1. Prodiguez des forces à vos parents

Honorez-les, exprimez-leur sans relâche votre gratitude, rappelez-vous des jours où ils vous ont soutenus et vous ont donné des forces, répétez-leur, ainsi qu’à vos enfants et à vos amis, que vous avez appris d’eux, habituez-vous à les mentionner à chaque fois que vous faites quelque chose qu’ils avaient aussi l’habitude de faire.

Pardonnez-leur leurs erreurs, ne faites pas de calcul ni devant eux ni en leur absence. Retenez que vous non plus n’êtes pas parfait. Dites toujours : « Quand mes actes arriveront-ils au niveau de ceux de mes ancêtres ? »

Tentez de leur restituer ce qu’ils ont investi en vous, tentez de les soutenir lorsqu’ils vieillissent pour qu’ils puissent mener une vie de bien-être, même si vous ne serez jamais en mesure de leur rendre ce qu’ils ont dépensé pour vous, tentez de rendre ce que vous pouvez.
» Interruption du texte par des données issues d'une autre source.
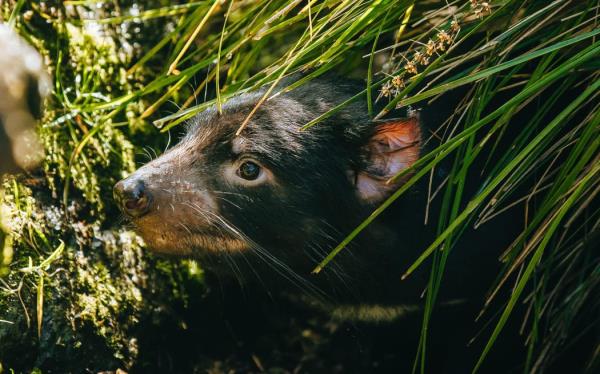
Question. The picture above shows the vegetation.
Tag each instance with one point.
(127, 74)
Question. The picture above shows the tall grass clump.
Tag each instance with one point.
(526, 127)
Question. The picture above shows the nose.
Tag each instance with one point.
(132, 197)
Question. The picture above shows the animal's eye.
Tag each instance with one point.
(249, 170)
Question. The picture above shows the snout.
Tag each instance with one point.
(133, 197)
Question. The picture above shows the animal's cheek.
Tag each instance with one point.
(179, 210)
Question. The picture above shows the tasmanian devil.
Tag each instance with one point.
(267, 205)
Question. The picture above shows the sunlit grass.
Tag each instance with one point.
(544, 53)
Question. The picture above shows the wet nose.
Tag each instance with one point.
(132, 197)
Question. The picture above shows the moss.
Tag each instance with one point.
(93, 290)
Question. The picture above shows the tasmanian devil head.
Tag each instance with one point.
(274, 191)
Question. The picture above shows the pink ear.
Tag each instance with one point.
(394, 147)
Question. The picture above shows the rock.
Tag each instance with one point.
(23, 86)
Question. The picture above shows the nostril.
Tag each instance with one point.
(132, 197)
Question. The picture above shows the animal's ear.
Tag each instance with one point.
(393, 147)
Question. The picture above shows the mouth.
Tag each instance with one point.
(181, 241)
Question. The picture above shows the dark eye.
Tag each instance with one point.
(249, 170)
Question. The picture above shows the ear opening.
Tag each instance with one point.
(394, 146)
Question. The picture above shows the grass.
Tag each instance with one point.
(545, 54)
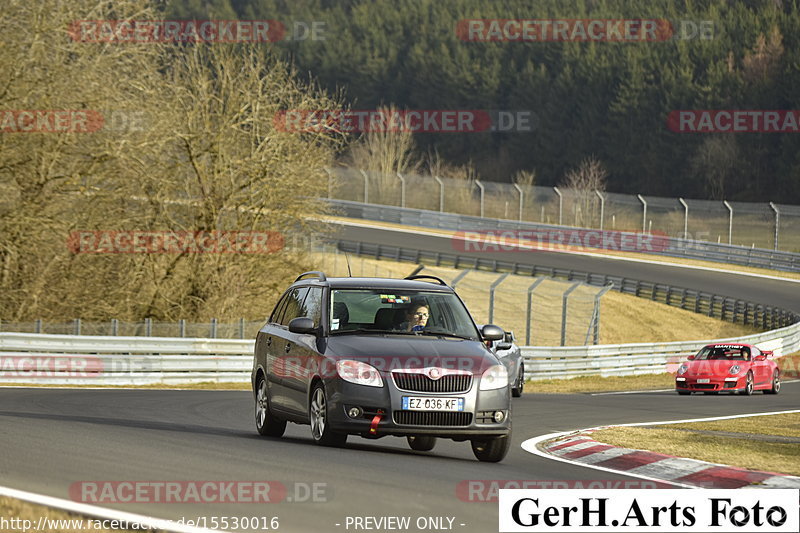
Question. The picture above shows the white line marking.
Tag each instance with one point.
(452, 235)
(101, 512)
(532, 445)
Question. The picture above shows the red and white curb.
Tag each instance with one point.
(577, 447)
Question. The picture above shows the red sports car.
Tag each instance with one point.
(740, 368)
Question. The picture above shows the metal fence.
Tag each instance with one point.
(671, 247)
(752, 225)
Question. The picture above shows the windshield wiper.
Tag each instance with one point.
(438, 333)
(365, 330)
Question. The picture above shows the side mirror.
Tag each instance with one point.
(492, 333)
(301, 324)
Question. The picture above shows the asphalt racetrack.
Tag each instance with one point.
(52, 439)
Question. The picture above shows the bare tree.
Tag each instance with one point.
(582, 182)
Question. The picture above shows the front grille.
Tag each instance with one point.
(432, 418)
(421, 383)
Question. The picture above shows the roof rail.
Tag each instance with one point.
(320, 275)
(423, 276)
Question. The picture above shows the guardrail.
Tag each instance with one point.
(710, 304)
(104, 360)
(556, 362)
(676, 247)
(97, 360)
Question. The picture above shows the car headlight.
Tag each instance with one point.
(495, 377)
(358, 373)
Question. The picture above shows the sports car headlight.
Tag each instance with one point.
(495, 377)
(358, 373)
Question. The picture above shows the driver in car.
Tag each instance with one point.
(417, 318)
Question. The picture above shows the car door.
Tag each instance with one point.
(281, 364)
(301, 354)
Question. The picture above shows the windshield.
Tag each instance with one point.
(737, 353)
(400, 311)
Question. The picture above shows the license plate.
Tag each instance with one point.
(420, 403)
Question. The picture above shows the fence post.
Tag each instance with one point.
(481, 187)
(564, 313)
(441, 193)
(528, 313)
(644, 212)
(330, 184)
(602, 207)
(730, 221)
(685, 218)
(366, 187)
(519, 190)
(777, 222)
(560, 206)
(492, 288)
(402, 190)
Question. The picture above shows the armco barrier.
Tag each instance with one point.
(556, 362)
(686, 248)
(94, 360)
(713, 305)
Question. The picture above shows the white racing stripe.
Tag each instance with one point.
(452, 235)
(101, 512)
Lorsque nous prodiguons des forces aux parents, nous nous donnons des forces à nous-mêmes, car nos enfants sont témoin des gestes d’honneur rendus à nos parents, et voudront nous ressembler. Et pareil si nous adoptons l’attitude inverse.

Et surtout, donnez des forces aux parents, car nous en avons reçu l’ordre dans les Dix Commandements : « Honorez votre père et votre mère », et la suite nous indique le plus beau cadeau que l’homme peut recevoir : « afin que vos jours se prolongent sur la terre ».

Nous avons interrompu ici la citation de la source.